The positive opinion of the CHMP is for both kidney and liver transplant recipients and includes both the de novo transplant and switch settings, as well as for treatment of rejection episodes resistant to treatment with other immunosuppressive products in adult patients.
The CHMP’s decision will be referred to the European Commission (EC) and if approved, the company will receive marketing authorisation for Envarsus in all member states of the EU.
The EC is expected to make a final decision for Envarsus within three months of the opinion.

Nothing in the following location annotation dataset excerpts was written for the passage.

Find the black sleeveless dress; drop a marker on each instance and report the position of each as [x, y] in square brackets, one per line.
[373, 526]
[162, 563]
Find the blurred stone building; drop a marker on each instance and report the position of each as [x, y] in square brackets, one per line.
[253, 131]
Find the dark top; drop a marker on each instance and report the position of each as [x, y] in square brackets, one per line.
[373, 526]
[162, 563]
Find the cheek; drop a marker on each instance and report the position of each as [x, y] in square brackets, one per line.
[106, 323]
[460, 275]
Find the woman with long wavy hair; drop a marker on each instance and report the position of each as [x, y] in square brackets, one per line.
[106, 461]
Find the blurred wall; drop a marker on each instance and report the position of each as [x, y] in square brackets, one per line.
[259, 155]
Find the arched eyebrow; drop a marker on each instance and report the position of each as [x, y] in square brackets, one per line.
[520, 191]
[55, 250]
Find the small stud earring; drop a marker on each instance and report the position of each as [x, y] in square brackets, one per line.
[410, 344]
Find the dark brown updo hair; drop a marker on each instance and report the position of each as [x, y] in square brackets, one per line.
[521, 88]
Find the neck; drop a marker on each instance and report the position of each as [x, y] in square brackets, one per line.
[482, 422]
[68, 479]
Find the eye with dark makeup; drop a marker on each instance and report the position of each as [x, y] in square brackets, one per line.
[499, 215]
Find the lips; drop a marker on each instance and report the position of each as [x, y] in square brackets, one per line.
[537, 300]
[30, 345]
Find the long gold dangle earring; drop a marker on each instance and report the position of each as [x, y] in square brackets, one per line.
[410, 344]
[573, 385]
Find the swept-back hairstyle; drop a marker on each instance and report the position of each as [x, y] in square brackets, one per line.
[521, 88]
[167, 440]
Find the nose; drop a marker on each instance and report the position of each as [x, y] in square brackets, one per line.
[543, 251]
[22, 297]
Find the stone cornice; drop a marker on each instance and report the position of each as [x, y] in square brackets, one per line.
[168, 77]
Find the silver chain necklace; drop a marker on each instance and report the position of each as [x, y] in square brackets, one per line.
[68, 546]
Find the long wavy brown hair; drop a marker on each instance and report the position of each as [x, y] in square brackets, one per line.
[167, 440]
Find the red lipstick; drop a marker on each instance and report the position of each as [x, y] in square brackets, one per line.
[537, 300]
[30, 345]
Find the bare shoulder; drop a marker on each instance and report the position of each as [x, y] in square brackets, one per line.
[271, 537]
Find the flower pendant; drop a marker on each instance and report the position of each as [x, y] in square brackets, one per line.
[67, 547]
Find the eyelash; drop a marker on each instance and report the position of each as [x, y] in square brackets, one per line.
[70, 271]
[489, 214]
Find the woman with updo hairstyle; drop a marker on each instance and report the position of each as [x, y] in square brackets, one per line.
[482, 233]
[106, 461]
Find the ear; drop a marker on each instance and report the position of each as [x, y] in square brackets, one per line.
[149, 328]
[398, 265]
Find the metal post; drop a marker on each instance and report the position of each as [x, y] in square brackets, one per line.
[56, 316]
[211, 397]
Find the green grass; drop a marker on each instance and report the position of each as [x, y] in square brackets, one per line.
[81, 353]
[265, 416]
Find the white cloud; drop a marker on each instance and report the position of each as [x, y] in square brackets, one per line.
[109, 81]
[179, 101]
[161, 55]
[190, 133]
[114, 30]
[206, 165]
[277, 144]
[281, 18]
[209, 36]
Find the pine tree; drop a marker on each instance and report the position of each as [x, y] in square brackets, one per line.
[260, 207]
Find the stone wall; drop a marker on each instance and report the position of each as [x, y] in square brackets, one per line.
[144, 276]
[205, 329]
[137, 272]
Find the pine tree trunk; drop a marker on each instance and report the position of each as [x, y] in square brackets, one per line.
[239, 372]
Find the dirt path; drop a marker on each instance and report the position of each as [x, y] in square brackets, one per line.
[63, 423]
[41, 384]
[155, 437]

The opinion is based on review of the favourable results of the Envarsus Phase III 3001 trial in stable kidney transplant patients and 3002 trial in de novo kidney transplant recipients as well as data from an extensive Phase I and II clinical programme, which included both kidney and liver transplant patients.
Both studies 3001 and 3002 showed that Envarsus dosed once-daily was not inferior to the current leading transplant drug, Prograf (tacrolimus), dosed twice-daily.
The company said that Phase I pharmacokinetic and Phase II efficacy data that was submitted in the MAA allowed extrapolation into the broader populations of both kidney and liver transplant recipients.
The FDA has accepted for review the company’s new drug application (NDA) for Envarsus for the prevention of organ rejection in kidney transplant patients and has set an action date of 30 October 2014 to respond to the submission.